An interesting thing about this result is that it’s less than if the possible states are uniformly distributed. A non-uniform distribution implies some states are more likely than others and therefore the inherent uncertainty of the variable must be smaller! Let’s now take a look at how entropy is used in machine learning.

Cross Entropy & Machine Learning

Although entropy is encountered frequently in ML, the most common occurrence is the cross entropy loss function. For classification tasks, the goal is to train a model to map an input \(x\) to some distribution over n-classes. Under the assumption that all of the n-classes are possible states that the variable \(x\) can exists in, it logically follows from the previous discussion that a good approximating distribution is one with minimum uncertainty. The cross entropy loss function can be used to train an ml-model to approximate this minimum uncertainty distribution. The mathematical definition of cross entropy is given below.

\[H(p, x) = - \sum_{x \in \mathcal{X}} p(x) \log{q(x)}\]

This definition looks very similar to the definition of entropy with a slight distinction in the probability distributions. The cross entropy is a metric that compares two distributions \(q(x)\) and \(p(x)\), by measuring how much more inefficient it is to represent states from \(p(x)\) using \(q(x)\). Because classification is often a supervised training problem, we can compute the true distribution \(p(x)\) while using the ml-model to represent \(q(x)\). Thus, minimizing the cross entropy loss will slowly shift \(q(x)\) to represent the true distribution \(p(x)\).

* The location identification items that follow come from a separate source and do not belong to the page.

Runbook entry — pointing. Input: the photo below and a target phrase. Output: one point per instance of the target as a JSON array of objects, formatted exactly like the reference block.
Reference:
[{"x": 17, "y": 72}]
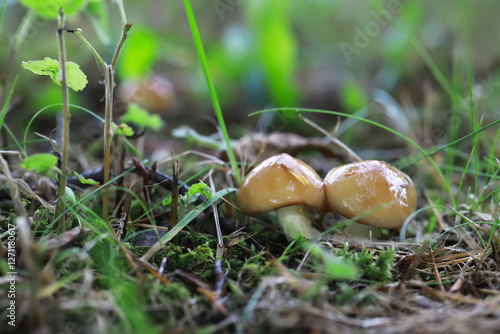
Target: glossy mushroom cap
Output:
[
  {"x": 380, "y": 194},
  {"x": 278, "y": 182}
]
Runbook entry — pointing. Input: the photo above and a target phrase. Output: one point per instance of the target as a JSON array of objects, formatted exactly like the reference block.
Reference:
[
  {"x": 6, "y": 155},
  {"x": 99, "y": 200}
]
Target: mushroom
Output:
[
  {"x": 288, "y": 186},
  {"x": 373, "y": 192},
  {"x": 154, "y": 93}
]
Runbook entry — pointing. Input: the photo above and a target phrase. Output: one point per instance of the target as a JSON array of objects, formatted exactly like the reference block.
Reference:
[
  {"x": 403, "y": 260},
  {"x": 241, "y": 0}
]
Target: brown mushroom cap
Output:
[
  {"x": 278, "y": 182},
  {"x": 371, "y": 186}
]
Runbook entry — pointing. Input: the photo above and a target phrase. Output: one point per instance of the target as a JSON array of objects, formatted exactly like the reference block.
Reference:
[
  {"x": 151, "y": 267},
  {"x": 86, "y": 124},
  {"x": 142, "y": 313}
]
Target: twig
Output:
[
  {"x": 175, "y": 197},
  {"x": 334, "y": 140},
  {"x": 60, "y": 208}
]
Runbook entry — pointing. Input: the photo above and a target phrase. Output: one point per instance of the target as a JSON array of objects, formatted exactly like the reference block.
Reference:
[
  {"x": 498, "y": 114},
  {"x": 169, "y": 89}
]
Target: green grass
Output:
[{"x": 213, "y": 94}]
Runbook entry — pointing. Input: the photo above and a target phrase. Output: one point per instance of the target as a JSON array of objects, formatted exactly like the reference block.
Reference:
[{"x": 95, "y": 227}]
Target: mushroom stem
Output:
[
  {"x": 357, "y": 230},
  {"x": 295, "y": 220}
]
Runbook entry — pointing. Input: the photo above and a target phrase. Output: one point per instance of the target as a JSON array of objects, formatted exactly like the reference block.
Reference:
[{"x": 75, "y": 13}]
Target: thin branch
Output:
[
  {"x": 66, "y": 121},
  {"x": 334, "y": 140},
  {"x": 78, "y": 32}
]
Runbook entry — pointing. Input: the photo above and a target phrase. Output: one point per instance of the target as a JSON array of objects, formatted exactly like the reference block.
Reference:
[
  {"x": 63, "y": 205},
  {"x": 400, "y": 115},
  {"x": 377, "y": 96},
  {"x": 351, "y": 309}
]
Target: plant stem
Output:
[
  {"x": 119, "y": 47},
  {"x": 109, "y": 82},
  {"x": 78, "y": 32},
  {"x": 213, "y": 94},
  {"x": 60, "y": 208},
  {"x": 295, "y": 220},
  {"x": 108, "y": 89}
]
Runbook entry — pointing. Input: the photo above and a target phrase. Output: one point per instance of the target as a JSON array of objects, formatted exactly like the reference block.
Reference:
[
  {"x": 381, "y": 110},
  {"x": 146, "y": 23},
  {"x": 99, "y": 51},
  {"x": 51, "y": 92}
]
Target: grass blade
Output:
[{"x": 213, "y": 94}]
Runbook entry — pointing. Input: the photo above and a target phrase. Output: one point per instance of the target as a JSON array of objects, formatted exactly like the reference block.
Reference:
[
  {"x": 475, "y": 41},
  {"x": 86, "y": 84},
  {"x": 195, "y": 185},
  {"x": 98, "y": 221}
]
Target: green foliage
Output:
[
  {"x": 50, "y": 8},
  {"x": 353, "y": 96},
  {"x": 139, "y": 53},
  {"x": 375, "y": 266},
  {"x": 84, "y": 180},
  {"x": 41, "y": 162},
  {"x": 200, "y": 258},
  {"x": 277, "y": 48},
  {"x": 141, "y": 117},
  {"x": 77, "y": 80},
  {"x": 336, "y": 267},
  {"x": 192, "y": 195},
  {"x": 123, "y": 129}
]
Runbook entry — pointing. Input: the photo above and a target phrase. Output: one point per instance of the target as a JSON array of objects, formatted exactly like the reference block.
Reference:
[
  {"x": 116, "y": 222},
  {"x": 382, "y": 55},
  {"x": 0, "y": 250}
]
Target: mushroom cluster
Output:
[{"x": 372, "y": 192}]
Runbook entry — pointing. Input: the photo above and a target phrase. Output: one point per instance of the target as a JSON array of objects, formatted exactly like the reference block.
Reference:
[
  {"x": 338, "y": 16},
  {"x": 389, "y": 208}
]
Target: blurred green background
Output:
[{"x": 402, "y": 63}]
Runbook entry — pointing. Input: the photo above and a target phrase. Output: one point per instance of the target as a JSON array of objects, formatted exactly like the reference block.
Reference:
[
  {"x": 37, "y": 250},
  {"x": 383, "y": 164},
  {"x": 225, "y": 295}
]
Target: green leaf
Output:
[
  {"x": 77, "y": 80},
  {"x": 40, "y": 162},
  {"x": 50, "y": 8},
  {"x": 335, "y": 266},
  {"x": 47, "y": 66},
  {"x": 84, "y": 180},
  {"x": 124, "y": 130},
  {"x": 141, "y": 117},
  {"x": 139, "y": 54},
  {"x": 198, "y": 189},
  {"x": 353, "y": 96}
]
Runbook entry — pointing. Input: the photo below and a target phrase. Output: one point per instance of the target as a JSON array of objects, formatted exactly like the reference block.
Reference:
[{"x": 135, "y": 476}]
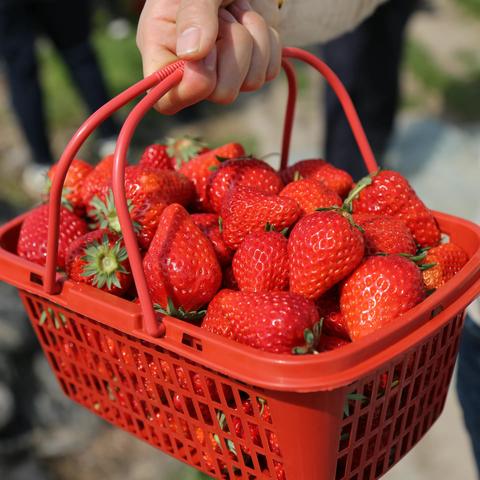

For example, suppose for a coin toss the \(p(x)\) was 50/50. If we were training a machine learning model \(q(x)\) and its current prediction were 25% heads and 75% tails, the cross entropy would be:

\[\begin{align*} & H(p,q)= - \sum_{x \in [Heads, Tails]} p(x) \log{q(x)}\\ & H(p,q) = - [Heads + Tails] \\ & H(p,q) = - [\frac{1}{2}\log{\frac{1}{4}} + \frac{1}{2}\log{\frac{3}{4}}]\\ & H(p,q) = - [-1.208]\\ & H(p,q) = 1.20 \end{align*}\]

As expected, the coss entropy(1.20) is greater than the true entropy(1) for a fair coin toss! Now lets see what happens to the cross entropy if we had computed the gradients and updated the weights for the model and the new model predicts the probability of heads is 40%.

\[\begin{align*} & H(p,q)= - \sum_{x \in [Heads, Tails]} p(x) \log{q(x)}\\ & H(p,q) = - [Heads + Tails] \\ & H(p,q) = - [\frac{1}{2}\log{\frac{2}{5}} + \frac{1}{2}\log{\frac{3}{5}}]\\ & H(p,q) = - [-1.029]\\ & H(p,q) = 1.029 \end{align*}\]

As we expect, the entropy is getting closer to 1 as the distribution \(q(x)\) better approximates \(p(x)\)! This shows how the cross entropy loss can be used as a loss function for approximating probability distributions!